その観点から写真を見た時、どんなことが技術的に可能であるか。

キャプションが読みかたをきめる
写真をどう読むか。そのいとぐちをつけるのがキャプション(写真説明)です。したがって、同じ写真も説明のつけかたで、いろいろに読めます。好意的、否定的な立場に立って説明をつけることができ、どちらの立場の説明も嘘ではありません。

並べられる写真で違う意味を生む
2枚並べると、写真は1枚のときと、違う意味をもってきます。共通の要素が強調され、違いは目立たなくなります。したがって、同じ写真でも、となりに並べる写真によって、まったく違った役割を果たします。写真の並べかたで、どんな印象に変わるか。並べる人に意志によって同じ写真がどんなに違う働きをするか。同じ写真のとなりに、一方では好意的な、他は否定的な印象を与える写真を選び、キャプションも、その意図を強調します。

レイアウトが話をつくる
まったく同じ写真を使っても、写真の大小、並べる順序によって、異なった話にすることが可能です。好意的な方は、キャプションは、すべて明るい面を強調し、情緒的なものを大きく扱います。

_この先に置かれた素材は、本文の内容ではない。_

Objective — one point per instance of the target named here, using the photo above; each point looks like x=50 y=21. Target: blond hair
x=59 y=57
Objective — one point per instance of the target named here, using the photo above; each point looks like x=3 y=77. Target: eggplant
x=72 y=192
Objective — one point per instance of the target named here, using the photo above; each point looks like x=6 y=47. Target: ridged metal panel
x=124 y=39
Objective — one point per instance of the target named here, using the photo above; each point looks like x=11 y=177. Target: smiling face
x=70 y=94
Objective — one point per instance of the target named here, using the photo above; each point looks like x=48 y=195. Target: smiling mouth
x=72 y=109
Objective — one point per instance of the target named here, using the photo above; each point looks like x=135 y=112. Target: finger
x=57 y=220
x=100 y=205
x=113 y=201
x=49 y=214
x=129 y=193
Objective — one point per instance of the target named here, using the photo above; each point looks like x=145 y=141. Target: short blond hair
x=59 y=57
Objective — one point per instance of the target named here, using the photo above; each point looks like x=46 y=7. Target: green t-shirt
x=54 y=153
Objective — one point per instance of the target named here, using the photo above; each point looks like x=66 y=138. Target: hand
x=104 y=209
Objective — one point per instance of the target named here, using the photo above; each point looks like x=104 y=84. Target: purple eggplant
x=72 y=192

一方、見方によってはプリミティブに見えるものは、なるべく小さくして目立たないようにします。
一方、否定的な方は、情緒的な写真は小さく、ドライな写真を大きくします。写真の切り方にも留意して、強調するよう、余分な空間を小さくします。

 

 

 

“読書 名取洋之助 『写真の読み方』 岩波新書” への1件の返信

  1. この本の情報は業務以外にも役立ちそうですね。
    出張のとき、カメラを持っていきますね。
    いい写真がとれたら、ブログに掲載してくださいね。